“Kebijakan ini akan banyak menuai pro dan kontra di masyarakat, misalnya terkait dengan tindak pidana khusus korupsi, pencucian uang, terorisme, pelanggaran HAM berat dan lain-lain yang dianggap akan melemah jika dimasukkan dalam RUU KUHP,” demikian keterangan Aliansi Reformasi KUHP, yang diwakili Supriyadi Widodo Eddyono, Direktur Eksekutif ICJR, Senin (2/3).
Namun anehnya, kata Supiyadi, di sisi lain pemerintah justru mendorong tindak pidana baru yang berkembang di luar KUHP. Di tahun 2015 ini dalam Prolegnas, pemerintah mendorong pembahasan rancangan undang-undang tentang Informasi Teknologi (ITE) dan rancangan Undang-Undang Larangan Minuman beralkohol. Kedua RUU ini memiliki banyak tindak pidana baru maupun tindak pidana revisi.

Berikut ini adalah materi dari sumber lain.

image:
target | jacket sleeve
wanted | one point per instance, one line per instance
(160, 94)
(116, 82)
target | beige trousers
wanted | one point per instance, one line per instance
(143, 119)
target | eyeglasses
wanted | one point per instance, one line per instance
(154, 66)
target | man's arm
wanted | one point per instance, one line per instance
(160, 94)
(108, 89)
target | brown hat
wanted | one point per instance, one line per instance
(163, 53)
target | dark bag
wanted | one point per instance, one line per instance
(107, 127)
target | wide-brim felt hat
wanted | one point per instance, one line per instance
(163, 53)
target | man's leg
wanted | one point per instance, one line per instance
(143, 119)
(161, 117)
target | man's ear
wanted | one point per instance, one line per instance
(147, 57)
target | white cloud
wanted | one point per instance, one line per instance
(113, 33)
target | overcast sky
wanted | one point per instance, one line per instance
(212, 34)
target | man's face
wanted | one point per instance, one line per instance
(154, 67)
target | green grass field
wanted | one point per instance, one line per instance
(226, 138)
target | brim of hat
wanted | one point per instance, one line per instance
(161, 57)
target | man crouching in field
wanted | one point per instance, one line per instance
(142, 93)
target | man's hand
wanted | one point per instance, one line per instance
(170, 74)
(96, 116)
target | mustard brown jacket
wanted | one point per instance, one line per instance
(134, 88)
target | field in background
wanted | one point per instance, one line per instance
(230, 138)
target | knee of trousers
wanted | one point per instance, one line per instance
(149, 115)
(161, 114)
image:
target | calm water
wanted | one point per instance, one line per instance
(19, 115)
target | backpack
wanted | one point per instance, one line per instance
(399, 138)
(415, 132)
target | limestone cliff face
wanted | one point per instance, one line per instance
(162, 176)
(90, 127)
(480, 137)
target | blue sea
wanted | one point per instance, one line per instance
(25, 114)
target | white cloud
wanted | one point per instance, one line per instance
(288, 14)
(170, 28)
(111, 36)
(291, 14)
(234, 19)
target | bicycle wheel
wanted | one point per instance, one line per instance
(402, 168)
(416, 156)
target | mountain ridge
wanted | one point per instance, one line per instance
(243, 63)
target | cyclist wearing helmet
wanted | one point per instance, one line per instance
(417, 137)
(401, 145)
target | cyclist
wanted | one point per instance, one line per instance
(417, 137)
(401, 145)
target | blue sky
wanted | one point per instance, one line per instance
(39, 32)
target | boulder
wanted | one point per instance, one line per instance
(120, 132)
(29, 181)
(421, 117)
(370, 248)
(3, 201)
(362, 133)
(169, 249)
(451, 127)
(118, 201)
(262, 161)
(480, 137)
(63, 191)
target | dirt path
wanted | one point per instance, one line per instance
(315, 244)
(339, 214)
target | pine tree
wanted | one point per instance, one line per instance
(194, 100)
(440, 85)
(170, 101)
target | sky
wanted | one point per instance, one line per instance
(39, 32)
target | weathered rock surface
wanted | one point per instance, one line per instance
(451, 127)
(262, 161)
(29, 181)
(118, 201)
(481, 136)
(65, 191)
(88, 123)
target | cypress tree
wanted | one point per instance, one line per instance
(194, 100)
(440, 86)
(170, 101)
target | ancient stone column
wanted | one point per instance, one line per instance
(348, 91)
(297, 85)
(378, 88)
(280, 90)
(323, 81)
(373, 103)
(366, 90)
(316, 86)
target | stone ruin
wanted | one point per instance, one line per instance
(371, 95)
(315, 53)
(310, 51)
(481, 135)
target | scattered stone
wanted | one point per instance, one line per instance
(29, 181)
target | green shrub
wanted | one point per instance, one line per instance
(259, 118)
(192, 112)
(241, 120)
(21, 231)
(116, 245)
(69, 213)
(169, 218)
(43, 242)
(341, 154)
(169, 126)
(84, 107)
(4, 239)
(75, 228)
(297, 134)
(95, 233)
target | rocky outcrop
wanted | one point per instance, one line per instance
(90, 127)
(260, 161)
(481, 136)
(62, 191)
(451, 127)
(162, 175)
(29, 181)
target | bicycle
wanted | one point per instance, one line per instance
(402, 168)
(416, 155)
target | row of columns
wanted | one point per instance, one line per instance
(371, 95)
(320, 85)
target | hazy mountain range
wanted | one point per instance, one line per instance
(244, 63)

Dalam RUU perubahan UU ITE, dalam pasal Pasal 27 A, Pasal 27 B, Pasal 27 C, Pasal 27 D, dan Pasal 27 E, Pasal 31, baik tentang melanggar kesusilaan, menyerang kehormatan atau nama baik permainan judi, menguntungkan diri sendiri atau orang lain secara melawan hukum, ancaman pembeberan informasi dan lain sebagainya.
“Aliansi melihat paling tidak ada sekitar 30 tindak pidana baru atau tindak pidana revisi dalam RUU tersebut,” ujar Supriyadi.
Sedangkan dalam RUU Larangan Minuman beralkohol ada 10 tindak pidana baru yang diusulkan pemerintah dalam Pasal 5, 6, 7 dan 18, yang mencakup tindak pidana memproduksi, menyimpan, mengedarkan, menjual, meminum, mengganggu ketertiban umum terkait minuman beralkohol, dengan ancaman 2 sd 10 tahun penjara dan denda ratusan juta-10 miliar rupiah.
“Aliansi bahkan melihat walaupun judulnya RUU larangan minuman beralkohol namun materinya merupakan RUU tindak pidana minuman berlakohol,” kata Supriyadi.
Menurutnya, materi tindak pidana dalam kedua RUU tersebut di atas sangat berbeda dengan standar dalam RUU KUHP. Baik dari segi perumusan unsur tindak pidana (materi) tindak pidananya yang memiliki kecenderungan duplikasi juga masalah pemidanaannya (hukumannya) yang terkesan dibuat sesukanya tanpa landasan ilmiah.
“Ini menegaskan bahwa Pemerintah Jokowi terlihat tidak harmonis dalam merumuskan kebijakan reformasi hukum pidana,” kata Supriyadi.
Lebih jauh, aliansi menolak perumusan tindak pidana tersebut karena menunjukkan pemerintahan Jokowi tidak Konsisten dalam melakukan reformasi KUHP 2015. Jika pemerintah Konsisten dengan Rancangan KUHP 2015, seharusnya seluruh tindak pidana yang berada di luar KUHP sebaiknya di masukkan dalam Rancangan KUHP, bukan justru memperbanyak tindak pidana di luar RUU KUHP. Apalagi jika rumusan-rumusan RUU tersebut bertolak belakang dengan semangat Rancangan KUHP.
“Oleh karena itu, aliansi mendesak agar pemerintah menarik kembali seluruh RUU yang memiliki materi tindak pidana dan memasukkannya dalam Rancangan KUHP,” pungkas Supriyadi.